Support all Types of Languages

Compare
Choose a tag to compare
@Flux9665 Flux9665 released this 20 May 10:04
· 27 commits to Multi_Language_Multi_Speaker since this release
1ae0202

This release extends the toolkits functionality and provides new checkpoints.

New Features:

  • support for all phonemes in the IPA standard through an extended lookup of articulatory features
  • support for some suprasegmental markers in the IPA standard through parsing (tone, lengthening, primary stress)
  • praat-parselmouth for greatly improved pitch extraction
  • faster phonemizaton
  • word boundaries are added, which are invisible to the aligner and the decoder, but can help the encoder in multilingual scenarios
  • tonal languages added, tested and included into the pretraining (Chinese, Vietnamese)
  • Scorer class to inspect data given a trained model and dataset cache (provided pretrained models can be used for this)
  • intuitive controls for scaling durations and variance in pitch and energy
  • divese bugfixes and speed increases

Note:

  • This release breaks backwards compatibility.

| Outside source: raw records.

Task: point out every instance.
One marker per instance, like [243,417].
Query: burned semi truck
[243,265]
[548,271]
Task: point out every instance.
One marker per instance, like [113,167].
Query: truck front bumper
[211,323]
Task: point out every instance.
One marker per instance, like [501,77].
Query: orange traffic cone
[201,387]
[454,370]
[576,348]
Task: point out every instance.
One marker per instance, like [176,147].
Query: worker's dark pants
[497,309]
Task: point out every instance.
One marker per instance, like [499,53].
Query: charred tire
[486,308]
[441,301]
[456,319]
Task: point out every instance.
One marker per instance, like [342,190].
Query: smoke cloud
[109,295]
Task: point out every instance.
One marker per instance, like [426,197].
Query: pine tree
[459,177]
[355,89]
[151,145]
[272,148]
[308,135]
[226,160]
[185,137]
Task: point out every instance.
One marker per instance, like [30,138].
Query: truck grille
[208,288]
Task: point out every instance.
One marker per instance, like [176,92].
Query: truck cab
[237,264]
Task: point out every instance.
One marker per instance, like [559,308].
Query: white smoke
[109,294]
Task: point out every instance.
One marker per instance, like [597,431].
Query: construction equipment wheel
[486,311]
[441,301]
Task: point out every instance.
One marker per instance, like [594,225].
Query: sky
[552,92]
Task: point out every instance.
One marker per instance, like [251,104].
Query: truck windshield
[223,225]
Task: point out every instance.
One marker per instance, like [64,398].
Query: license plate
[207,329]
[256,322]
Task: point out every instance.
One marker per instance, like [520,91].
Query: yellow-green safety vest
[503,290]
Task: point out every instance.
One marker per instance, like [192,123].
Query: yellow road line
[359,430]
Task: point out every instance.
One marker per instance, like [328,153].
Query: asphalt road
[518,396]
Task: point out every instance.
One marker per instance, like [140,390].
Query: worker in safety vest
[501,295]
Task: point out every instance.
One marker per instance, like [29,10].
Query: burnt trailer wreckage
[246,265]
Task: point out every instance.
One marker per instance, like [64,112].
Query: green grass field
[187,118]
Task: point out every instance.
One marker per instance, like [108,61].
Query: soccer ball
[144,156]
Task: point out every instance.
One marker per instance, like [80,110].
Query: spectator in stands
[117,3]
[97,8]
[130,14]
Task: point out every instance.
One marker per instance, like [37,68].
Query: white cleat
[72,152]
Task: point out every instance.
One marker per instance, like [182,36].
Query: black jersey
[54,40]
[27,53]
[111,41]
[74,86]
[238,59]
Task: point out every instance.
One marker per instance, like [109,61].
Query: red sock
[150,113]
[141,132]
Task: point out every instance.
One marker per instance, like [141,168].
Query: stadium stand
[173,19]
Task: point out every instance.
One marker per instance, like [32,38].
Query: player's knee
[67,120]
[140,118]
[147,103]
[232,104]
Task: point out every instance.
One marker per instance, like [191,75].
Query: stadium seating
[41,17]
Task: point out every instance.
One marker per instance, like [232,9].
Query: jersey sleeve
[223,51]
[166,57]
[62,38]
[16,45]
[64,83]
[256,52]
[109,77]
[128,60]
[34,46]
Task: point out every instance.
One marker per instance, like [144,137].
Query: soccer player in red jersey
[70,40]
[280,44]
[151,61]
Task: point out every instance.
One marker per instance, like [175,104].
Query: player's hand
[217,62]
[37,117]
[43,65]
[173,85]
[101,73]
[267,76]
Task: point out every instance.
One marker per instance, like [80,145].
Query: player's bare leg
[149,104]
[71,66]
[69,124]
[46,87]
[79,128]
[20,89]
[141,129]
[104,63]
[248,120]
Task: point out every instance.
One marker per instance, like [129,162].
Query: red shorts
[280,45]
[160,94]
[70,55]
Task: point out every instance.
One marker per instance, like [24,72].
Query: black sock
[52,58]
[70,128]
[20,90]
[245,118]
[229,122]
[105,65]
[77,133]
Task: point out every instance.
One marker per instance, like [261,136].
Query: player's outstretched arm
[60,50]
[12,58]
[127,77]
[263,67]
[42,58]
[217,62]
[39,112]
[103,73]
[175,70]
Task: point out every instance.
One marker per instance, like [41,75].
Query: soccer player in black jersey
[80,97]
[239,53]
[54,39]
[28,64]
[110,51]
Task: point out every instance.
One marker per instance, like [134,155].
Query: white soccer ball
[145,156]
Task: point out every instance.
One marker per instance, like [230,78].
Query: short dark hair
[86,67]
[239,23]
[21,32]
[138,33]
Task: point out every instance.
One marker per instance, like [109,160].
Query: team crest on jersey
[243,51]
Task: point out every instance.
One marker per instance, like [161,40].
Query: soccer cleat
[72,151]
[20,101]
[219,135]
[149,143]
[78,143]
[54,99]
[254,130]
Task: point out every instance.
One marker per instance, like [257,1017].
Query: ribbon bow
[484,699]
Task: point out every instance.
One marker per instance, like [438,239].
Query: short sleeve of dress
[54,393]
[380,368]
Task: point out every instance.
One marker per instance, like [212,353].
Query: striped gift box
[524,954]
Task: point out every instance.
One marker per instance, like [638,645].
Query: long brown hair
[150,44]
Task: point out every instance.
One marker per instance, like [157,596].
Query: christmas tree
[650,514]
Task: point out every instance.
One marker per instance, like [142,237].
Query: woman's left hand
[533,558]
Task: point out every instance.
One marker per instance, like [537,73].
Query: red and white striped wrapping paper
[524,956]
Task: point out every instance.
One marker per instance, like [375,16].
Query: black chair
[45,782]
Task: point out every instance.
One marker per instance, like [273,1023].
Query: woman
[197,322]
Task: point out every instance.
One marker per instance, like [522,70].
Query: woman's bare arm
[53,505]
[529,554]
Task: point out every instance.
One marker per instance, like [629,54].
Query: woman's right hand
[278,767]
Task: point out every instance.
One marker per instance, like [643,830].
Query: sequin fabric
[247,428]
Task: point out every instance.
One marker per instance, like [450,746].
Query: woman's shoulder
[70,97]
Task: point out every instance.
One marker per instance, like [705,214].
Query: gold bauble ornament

Make sure you are using the associated pretrained models. Old checkpoints and dataset caches become incompatible. Only HiFiGAN remains compatible.
  • Work on upcoming releases is already in progress. Improved voice adaptation will be our next goal.
  • To use the pretrained checkpoints, download them, create their corresponding directories and place them into your clone as follows (you have to rename the HiFiGAN and FastSpeech2 checkpoints once in place):
...
Models
└─ Aligner
      └─ aligner.pt
└─ FastSpeech2_Meta
      └─ best.pt
└─ HiFiGAN_combined
      └─ best.pt
...